Principes d’économie politique/III-II-III-VI

VI

LA DIVISION DE LA PROPRIÉTÉ.

L’évolution déjà signalée, qui tend à assimiler de plus en plus la propriété foncière à celle des capitaux ou des marchandises (Voy. p. 523), atténue tout naturellement dans une grande mesure les abus de la propriété foncière individuelle :

d’une part, en facilitant la division de la terre, elle l’éparpille sur un grand nombre de têtes et alors que reste t-il d’un monopole quand des milliers d’hommes, la majorité même des citoyens, comme en France, y ont accès à volonté ?

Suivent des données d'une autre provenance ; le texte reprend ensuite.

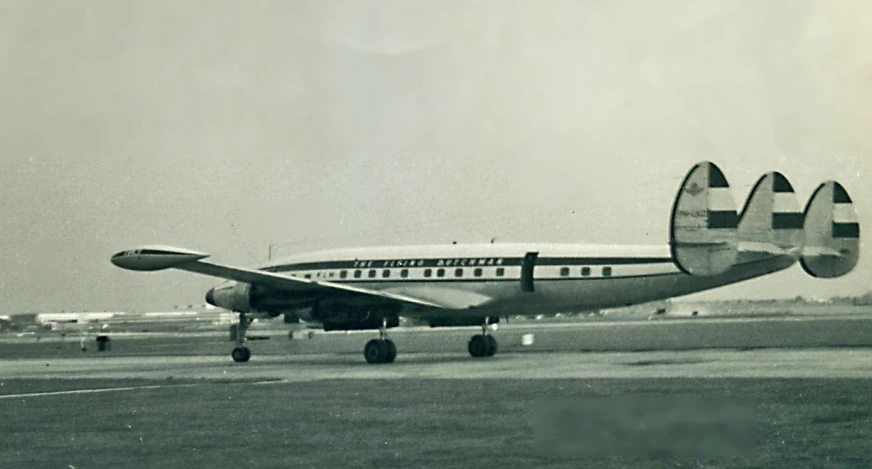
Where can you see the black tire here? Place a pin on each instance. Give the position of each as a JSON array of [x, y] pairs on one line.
[[478, 346], [375, 351], [240, 354], [492, 345], [391, 352]]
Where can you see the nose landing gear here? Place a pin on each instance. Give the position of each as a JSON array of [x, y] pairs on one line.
[[484, 344], [381, 350], [241, 353]]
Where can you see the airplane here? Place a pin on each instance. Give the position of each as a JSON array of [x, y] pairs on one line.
[[710, 245]]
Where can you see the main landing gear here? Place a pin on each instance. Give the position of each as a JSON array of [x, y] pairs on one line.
[[484, 344], [241, 353], [381, 350]]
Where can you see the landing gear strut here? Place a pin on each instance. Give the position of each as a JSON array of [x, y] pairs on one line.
[[484, 344], [241, 353], [381, 350]]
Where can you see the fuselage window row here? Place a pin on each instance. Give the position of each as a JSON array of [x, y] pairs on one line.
[[478, 272]]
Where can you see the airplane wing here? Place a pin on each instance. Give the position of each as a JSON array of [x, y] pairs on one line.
[[150, 258]]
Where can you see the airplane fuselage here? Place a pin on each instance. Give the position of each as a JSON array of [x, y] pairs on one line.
[[520, 278]]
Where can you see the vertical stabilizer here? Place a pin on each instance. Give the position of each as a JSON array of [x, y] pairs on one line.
[[772, 219], [832, 232], [703, 227]]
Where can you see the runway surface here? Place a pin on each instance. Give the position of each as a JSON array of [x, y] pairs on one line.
[[171, 400], [770, 363]]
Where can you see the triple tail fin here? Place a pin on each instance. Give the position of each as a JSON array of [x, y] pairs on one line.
[[771, 221], [832, 233], [703, 233]]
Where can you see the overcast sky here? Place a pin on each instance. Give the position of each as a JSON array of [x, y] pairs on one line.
[[227, 126]]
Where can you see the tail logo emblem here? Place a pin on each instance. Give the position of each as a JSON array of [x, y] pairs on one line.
[[694, 189]]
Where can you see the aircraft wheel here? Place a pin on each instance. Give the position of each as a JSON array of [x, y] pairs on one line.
[[492, 345], [391, 354], [241, 354], [376, 351], [479, 346]]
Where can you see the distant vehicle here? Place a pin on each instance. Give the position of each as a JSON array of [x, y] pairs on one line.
[[463, 285]]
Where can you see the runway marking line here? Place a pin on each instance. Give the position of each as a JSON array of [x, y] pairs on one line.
[[131, 388]]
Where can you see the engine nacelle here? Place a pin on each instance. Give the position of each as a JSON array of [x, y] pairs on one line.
[[235, 296]]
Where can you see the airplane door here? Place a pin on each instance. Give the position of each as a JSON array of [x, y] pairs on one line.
[[527, 267]]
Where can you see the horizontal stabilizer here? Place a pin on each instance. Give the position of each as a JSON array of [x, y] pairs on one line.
[[703, 226], [832, 232]]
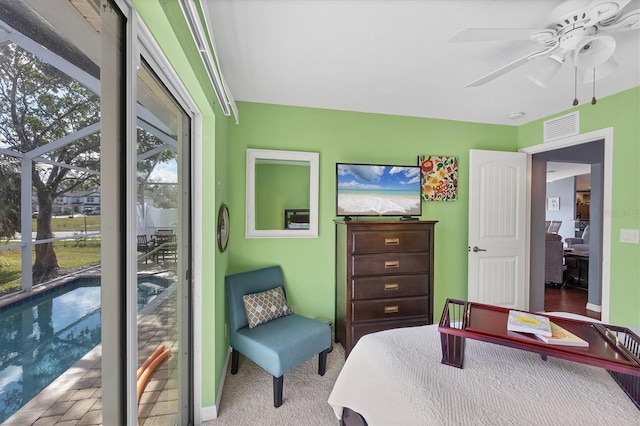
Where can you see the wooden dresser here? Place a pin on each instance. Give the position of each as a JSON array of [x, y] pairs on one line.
[[384, 277]]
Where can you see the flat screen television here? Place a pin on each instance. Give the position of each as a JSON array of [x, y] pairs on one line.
[[378, 190]]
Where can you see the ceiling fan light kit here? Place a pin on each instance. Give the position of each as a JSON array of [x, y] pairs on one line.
[[591, 52], [587, 76]]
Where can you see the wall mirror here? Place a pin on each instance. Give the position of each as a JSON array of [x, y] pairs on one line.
[[282, 194]]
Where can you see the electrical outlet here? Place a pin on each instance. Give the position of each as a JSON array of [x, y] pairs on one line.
[[630, 236]]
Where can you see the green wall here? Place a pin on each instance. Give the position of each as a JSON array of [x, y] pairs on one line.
[[308, 264], [622, 112], [368, 138], [279, 187]]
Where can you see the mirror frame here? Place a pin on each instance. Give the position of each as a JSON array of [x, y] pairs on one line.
[[253, 156]]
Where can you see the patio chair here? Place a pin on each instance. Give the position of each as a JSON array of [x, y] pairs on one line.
[[166, 246], [278, 344], [145, 246]]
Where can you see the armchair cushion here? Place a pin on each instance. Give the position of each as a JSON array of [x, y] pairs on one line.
[[265, 306], [284, 343]]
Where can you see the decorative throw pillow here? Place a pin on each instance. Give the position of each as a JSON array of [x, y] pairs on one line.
[[265, 306]]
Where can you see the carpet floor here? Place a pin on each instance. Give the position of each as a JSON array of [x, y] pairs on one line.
[[247, 397]]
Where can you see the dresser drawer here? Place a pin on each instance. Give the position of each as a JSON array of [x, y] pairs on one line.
[[390, 263], [359, 330], [387, 309], [389, 286], [391, 240]]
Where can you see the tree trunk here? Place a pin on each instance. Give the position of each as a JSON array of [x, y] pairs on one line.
[[46, 260]]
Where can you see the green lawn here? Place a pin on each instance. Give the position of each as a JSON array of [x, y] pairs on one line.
[[71, 254]]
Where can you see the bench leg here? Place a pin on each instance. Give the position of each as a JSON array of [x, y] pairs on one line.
[[322, 362], [235, 357], [277, 390]]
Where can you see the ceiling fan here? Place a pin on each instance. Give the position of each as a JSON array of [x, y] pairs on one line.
[[577, 29]]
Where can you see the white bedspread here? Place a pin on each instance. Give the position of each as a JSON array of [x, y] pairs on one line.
[[396, 377]]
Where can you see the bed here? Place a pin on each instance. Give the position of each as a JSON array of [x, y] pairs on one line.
[[395, 377]]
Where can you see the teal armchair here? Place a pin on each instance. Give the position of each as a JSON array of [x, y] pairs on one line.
[[279, 345]]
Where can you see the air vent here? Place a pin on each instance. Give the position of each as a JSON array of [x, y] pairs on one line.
[[562, 127]]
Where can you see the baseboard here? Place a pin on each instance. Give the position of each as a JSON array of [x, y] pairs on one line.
[[210, 413], [594, 308]]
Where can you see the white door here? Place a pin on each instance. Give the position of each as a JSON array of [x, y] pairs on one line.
[[497, 228]]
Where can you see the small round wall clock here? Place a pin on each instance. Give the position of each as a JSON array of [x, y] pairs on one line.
[[223, 227]]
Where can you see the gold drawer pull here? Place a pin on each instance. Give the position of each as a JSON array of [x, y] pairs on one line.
[[393, 309], [391, 241]]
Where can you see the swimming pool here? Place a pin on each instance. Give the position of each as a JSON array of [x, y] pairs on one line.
[[42, 337]]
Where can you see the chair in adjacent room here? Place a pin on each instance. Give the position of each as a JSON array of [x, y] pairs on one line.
[[554, 227], [263, 329], [554, 260], [582, 243]]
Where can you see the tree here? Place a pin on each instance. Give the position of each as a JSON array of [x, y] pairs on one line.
[[39, 104]]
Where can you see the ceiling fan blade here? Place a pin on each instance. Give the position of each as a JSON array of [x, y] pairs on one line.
[[627, 22], [601, 10], [505, 69], [494, 34]]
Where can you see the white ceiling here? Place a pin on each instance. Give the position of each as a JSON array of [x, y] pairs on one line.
[[392, 57]]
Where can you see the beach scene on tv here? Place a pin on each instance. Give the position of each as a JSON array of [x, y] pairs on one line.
[[373, 190]]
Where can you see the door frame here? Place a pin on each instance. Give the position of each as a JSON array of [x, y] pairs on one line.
[[606, 135]]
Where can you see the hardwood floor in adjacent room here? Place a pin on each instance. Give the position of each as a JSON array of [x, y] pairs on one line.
[[568, 299]]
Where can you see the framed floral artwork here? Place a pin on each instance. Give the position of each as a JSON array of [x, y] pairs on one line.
[[439, 179]]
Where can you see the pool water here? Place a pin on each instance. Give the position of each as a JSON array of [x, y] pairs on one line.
[[43, 337]]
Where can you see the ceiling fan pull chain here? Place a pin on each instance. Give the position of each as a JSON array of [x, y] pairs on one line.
[[575, 86], [593, 99]]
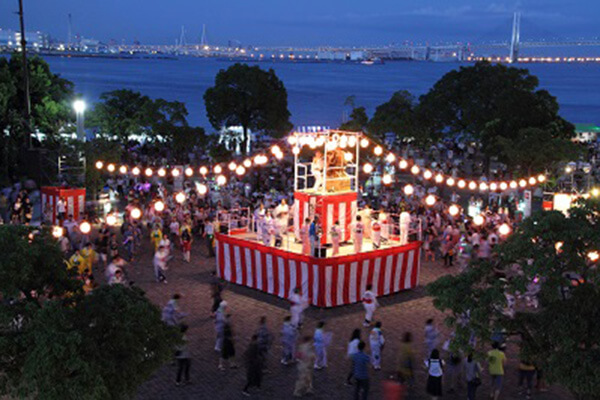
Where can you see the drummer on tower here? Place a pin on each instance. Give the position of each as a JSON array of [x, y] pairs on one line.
[[317, 171]]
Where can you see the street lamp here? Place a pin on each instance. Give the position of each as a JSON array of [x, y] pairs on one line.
[[79, 107]]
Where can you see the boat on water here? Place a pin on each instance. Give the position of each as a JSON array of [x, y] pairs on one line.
[[371, 61]]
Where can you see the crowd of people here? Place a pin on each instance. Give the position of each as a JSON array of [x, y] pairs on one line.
[[173, 227]]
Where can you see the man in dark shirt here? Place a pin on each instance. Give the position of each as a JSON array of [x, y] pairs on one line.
[[360, 368]]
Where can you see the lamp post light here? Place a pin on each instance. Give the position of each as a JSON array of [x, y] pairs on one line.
[[79, 107]]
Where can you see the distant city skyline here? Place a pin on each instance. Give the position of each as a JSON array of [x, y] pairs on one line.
[[309, 23]]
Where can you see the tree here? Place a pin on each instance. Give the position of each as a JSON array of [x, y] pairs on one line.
[[51, 97], [358, 120], [105, 346], [57, 343], [182, 139], [395, 116], [249, 97], [493, 104], [562, 335]]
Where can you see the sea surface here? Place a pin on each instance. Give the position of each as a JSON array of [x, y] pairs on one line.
[[316, 91]]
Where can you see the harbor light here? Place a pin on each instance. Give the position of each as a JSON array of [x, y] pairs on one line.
[[85, 227], [79, 106]]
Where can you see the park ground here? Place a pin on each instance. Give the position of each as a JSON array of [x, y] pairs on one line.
[[401, 312]]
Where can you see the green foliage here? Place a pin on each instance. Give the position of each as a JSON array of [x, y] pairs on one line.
[[56, 342], [250, 97], [562, 336], [358, 120], [105, 346], [25, 265], [122, 113], [50, 97], [495, 105], [395, 116]]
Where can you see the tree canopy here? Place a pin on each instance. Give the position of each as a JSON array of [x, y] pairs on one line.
[[496, 106], [249, 97], [394, 116], [358, 120], [561, 335], [51, 97], [56, 342]]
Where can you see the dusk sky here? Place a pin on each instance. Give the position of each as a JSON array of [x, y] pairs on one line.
[[306, 22]]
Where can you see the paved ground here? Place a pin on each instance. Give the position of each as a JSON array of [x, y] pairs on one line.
[[406, 311]]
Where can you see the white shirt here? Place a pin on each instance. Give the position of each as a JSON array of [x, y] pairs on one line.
[[60, 206], [369, 298]]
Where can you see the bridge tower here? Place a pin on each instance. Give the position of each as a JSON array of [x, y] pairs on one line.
[[203, 42], [516, 36]]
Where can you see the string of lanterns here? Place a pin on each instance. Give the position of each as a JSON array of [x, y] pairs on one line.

d’autre part, en facilitant la mobilisation de la terre, c’est-à-dire son transfert rapide et fréquent d’une tête sur l’autre, elle enlève à la plus-value de la terre le caractère d’un privilège perpétuel et grandissant. En effet cette hausse étant toujours très lente et même intermittente, ne peut produire que des effets insensibles pendant la courte période de temps où la propriété reste sur la tête du même titulaire, et d’ailleurs elle est escomptée au fur et à mesure dans chaque achat.

Les causes qui tendent à ce double résultat sont surtout économiques, mais le législateur peut assurément exercer une action très efficace par divers moyens, soit pour favoriser ce mouvement, soit pour le contrarier.

D’abord par l’établissement d’un régime protectionniste ou libre-échangiste. Il est évident que le premier tend à aggraver le caractère de monopole et le second au contraire à l’atténuer par la concurrence des terres d’outre-mer.

Ensuite par les lois de succession.

En Angleterre, par exemple, le législateur, préoccupé d’assurer le maintien de l’aristocratie qui a fait la grandeur du pays, a établi le droit d’aînesse avec une extraordinaire complication de substitutions et de formalités qui mettent la terre hors commerce et la maintiennent en quelque sorte de force dans la même famille. Aussi, en nul lieu du monde, la propriété foncière n’y apparaît-elle sous un jour plus odieux. Marquée d’une tache originelle et indélébile, tant par les confiscations qui ont suivi la conquête normande ou celles même plus tardives de l’Irlande, que par les usurpations des xv et xvie siècles qui ont fait passer aux mains des landlords de vastes terrains autrefois communs (enclosures), elle a donné le spectacle scandaleux de fortunes colossales acquises sans travail et grandissant dans la mesure même où grandissaient les besoins de ta masse déshéritée.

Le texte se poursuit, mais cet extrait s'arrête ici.